Not because they are easy, but because they are hard

Every once in awhile, you come across something so inspirational it sends shivers up your spine.

While watching The Martian the other night with Mr 12, they included a snippet from John F Kennedy’s Rice Speech, which JFK delivered when I was two years old.  I’d seen the quote before, but I’d never seen the entire speech. It’s worth the 17 minutes to watch, not only for the inspirational content, but for the inspired way in which the speech was constructed.

This notion is at the heart of every startup, and indeed of most worthwhile human endeavors.

“We choose to go to the moon. We choose to go to the moon in this decade and do the other things, not because they are easy, but because they are hard, because that goal will serve to organize and measure the best of our energies and skills, because that challenge is one that we are willing to accept, one we are unwilling to postpone, and one which we intend to win, and the others, too.”

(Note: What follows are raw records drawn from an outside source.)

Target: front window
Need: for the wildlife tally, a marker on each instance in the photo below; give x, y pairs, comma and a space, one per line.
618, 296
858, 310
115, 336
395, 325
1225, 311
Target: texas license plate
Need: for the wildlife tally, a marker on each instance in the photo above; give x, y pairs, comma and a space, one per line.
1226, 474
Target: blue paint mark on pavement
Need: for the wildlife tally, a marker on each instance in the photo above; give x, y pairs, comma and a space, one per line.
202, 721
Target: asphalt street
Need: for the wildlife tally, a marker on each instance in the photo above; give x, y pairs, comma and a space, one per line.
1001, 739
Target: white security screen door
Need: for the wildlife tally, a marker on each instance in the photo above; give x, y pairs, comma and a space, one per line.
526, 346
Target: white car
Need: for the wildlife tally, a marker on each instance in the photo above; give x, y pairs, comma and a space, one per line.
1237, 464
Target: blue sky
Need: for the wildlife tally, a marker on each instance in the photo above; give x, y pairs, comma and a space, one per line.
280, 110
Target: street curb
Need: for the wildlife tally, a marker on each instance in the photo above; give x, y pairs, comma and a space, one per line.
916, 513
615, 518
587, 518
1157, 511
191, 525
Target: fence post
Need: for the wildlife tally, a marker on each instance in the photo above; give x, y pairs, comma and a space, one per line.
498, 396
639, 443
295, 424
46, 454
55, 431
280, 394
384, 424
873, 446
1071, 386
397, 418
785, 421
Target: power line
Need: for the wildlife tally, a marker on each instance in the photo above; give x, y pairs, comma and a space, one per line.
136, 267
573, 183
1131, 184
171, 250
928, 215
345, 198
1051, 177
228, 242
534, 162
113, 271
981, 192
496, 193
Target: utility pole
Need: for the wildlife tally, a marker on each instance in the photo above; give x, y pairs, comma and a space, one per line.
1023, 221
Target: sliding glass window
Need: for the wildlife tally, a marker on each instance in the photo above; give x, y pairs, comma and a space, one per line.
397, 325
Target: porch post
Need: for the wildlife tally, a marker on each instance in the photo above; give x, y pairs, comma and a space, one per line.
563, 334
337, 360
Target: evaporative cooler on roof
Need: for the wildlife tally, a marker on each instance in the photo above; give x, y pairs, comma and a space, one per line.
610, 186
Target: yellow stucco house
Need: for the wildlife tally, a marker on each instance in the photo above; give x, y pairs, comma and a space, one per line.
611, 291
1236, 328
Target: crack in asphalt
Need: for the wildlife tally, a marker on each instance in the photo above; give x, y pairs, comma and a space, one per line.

“But if I were to say, my fellow citizens, that we shall send to the moon, 240,000 miles away from the control station in Houston, a giant rocket more than 300 feet tall, the length of this football field, made of new metal alloys, some of which have not yet been invented, capable of standing heat and stresses several times more than have ever been experienced, fitted together with a precision better than the finest watch, carrying all the equipment needed for propulsion, guidance, control, communications, food and survival, on an untried mission, to an unknown celestial body, and then return it safely to earth, re-entering the atmosphere at speeds of over 25,000 miles per hour, causing heat about half that of the temperature of the sun — almost as hot as it is here today — and do all this, and do it right, and do it first before this decade is out–then we must be bold.”

Which begs the question: what happened to America in the last 54 years? Perhaps that’s the subject of a future blog post.